Cellular Experiments Point to Treatments for Blindness
May 3, 2000 (Ft. Lauderdale, Fla.) — Mice that glow green may sound like something out of The Wizard of Oz, but little rodents that shine like the Emerald City (under ultraviolet light) could hold the key to a treatment that could one day help to repair eyes damaged by common blinding diseases.
A team of Boston researchers has shown that stem cells — primitive “master” cells that can grow into any type of cell in the body — can, in animal models, start a new population of apparently normal vision cells known as photoreceptors. Diseases such as age-related macular degeneration and diabetic retinopathy can cause gradual deterioration of the photoreceptors, accompanied by a usually irreversible loss of sight in the central field of vision.
But, as Michael J. Young, PhD, and colleagues from Schepens Eye Research Institute in Boston reported this week at a major eye research meeting here, it may be possible to one day replace defective photoreceptors with a new, homegrown population.
As you may remember from high school biology class, the eye has cells known as rods and cones — both are types of photoreceptors — that allow us to see motion, shapes, and colors. The photoreceptors live in the central portion of retina, the delicate tissue covering the inside of the eyeball that serves as a screen for receiving and transmitting images to the brain.
Young and his fellow researchers have found in experiments that it may be possible to help damaged retinas heal themselves by injecting a special type of stem cell called a retinal progenitor cell into the eye. The cells would then, ideally, undergo a metamorphosis and take on the characteristics of rods and cones; cell scientists call this type of transformation “differentiation.”
But, choosing the right type of stem cell is of critical importance. “In stem cell research, there is the question of ‘When do you start?’ Some people start right at the beginning with embryonic stem cells that have no fate, and then try to control their differentiation,” Young tells WebMD. “With repair, I think the most important thing is to start at the right point. There are all these branch points, and you want to know, ‘What’s my target, and how do I get there?’ We have no idea how to take an embryonic stem cell and turn it into a photoreceptor; we know a lot about how to take a retinal progenitor cell and turn it into a photoreceptor.”

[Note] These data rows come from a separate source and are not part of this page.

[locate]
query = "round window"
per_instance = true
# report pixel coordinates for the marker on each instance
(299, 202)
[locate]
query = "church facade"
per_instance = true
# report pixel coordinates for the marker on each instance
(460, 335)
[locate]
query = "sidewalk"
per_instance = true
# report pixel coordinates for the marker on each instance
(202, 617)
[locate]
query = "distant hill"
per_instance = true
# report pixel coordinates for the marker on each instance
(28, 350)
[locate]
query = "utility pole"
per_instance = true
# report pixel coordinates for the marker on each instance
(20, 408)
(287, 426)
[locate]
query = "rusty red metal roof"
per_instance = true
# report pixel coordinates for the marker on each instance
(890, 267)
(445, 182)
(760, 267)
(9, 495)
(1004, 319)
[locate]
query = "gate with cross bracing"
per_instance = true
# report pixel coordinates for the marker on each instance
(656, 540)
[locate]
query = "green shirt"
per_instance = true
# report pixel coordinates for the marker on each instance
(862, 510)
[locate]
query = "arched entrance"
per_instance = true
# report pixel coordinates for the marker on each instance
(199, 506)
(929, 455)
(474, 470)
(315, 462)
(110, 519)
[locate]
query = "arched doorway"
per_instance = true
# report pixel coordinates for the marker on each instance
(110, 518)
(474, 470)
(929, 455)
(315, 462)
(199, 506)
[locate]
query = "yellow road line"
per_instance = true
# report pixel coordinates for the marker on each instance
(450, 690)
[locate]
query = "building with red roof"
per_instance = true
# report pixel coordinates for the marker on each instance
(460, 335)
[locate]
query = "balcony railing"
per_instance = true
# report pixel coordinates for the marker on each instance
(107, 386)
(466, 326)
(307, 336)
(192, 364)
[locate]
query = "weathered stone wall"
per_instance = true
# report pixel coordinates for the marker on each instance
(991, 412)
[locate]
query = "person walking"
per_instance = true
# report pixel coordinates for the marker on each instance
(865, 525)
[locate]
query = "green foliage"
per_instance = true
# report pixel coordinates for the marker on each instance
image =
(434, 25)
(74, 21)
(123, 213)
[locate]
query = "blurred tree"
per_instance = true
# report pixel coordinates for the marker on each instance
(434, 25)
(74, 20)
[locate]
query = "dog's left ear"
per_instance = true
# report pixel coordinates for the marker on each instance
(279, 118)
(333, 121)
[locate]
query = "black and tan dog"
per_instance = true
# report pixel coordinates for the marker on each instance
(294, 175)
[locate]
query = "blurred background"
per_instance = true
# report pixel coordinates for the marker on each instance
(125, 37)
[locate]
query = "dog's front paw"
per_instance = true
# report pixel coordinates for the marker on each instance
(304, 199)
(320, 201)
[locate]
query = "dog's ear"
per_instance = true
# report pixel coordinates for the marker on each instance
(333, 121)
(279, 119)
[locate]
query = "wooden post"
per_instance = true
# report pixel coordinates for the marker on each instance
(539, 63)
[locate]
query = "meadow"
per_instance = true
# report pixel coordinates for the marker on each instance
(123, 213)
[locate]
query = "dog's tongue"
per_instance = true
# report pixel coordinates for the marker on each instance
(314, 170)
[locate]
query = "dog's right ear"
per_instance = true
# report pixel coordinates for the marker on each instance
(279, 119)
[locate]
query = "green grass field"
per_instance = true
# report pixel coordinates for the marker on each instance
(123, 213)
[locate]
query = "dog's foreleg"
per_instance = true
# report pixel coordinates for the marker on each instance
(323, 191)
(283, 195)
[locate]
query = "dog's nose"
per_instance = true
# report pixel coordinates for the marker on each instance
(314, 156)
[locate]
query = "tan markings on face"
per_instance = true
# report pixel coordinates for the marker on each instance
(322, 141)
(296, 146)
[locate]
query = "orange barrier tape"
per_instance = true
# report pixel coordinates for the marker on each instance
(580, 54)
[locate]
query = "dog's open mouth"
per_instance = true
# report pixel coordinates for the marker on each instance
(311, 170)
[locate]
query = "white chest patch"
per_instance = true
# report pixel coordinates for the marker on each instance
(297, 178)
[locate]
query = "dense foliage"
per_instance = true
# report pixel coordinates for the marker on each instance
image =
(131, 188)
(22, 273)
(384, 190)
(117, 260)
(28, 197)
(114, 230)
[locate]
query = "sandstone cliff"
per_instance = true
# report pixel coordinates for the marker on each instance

And that’s where the shiny verdant mice come in. The researchers used a strain of laboratory mice that have been bred to have virtually every cell in their body contain a chemical that will glow green under ultraviolet light. The researchers then teased retinal progenitor cells out of the retinas of these mice and implanted the cells into tissues in the laboratory and into the eyes of other mice. Using ultraviolet light, they were then able to trace where the transplanted cells went and what happened to them.
They found that the transplanted cells, as they grew, began to look and act very much like photoreceptors. The new cells even emitted the chemical rhodopsin (also known as “visual purple”), which is found in normal rods and helps the eye discern movement.
Young is quick to caution that the results, while highly promising, are very early. “We’re quite far from clinical trials of these cells,” he tells WebMD. “First of all, we have to show that these cells are safe in animal models, and we haven’t shown that yet. And we haven’t really shown yet that they’re effective. We still have to show that these cells can actually improve vision in an animal model before we even consider clinical trials.”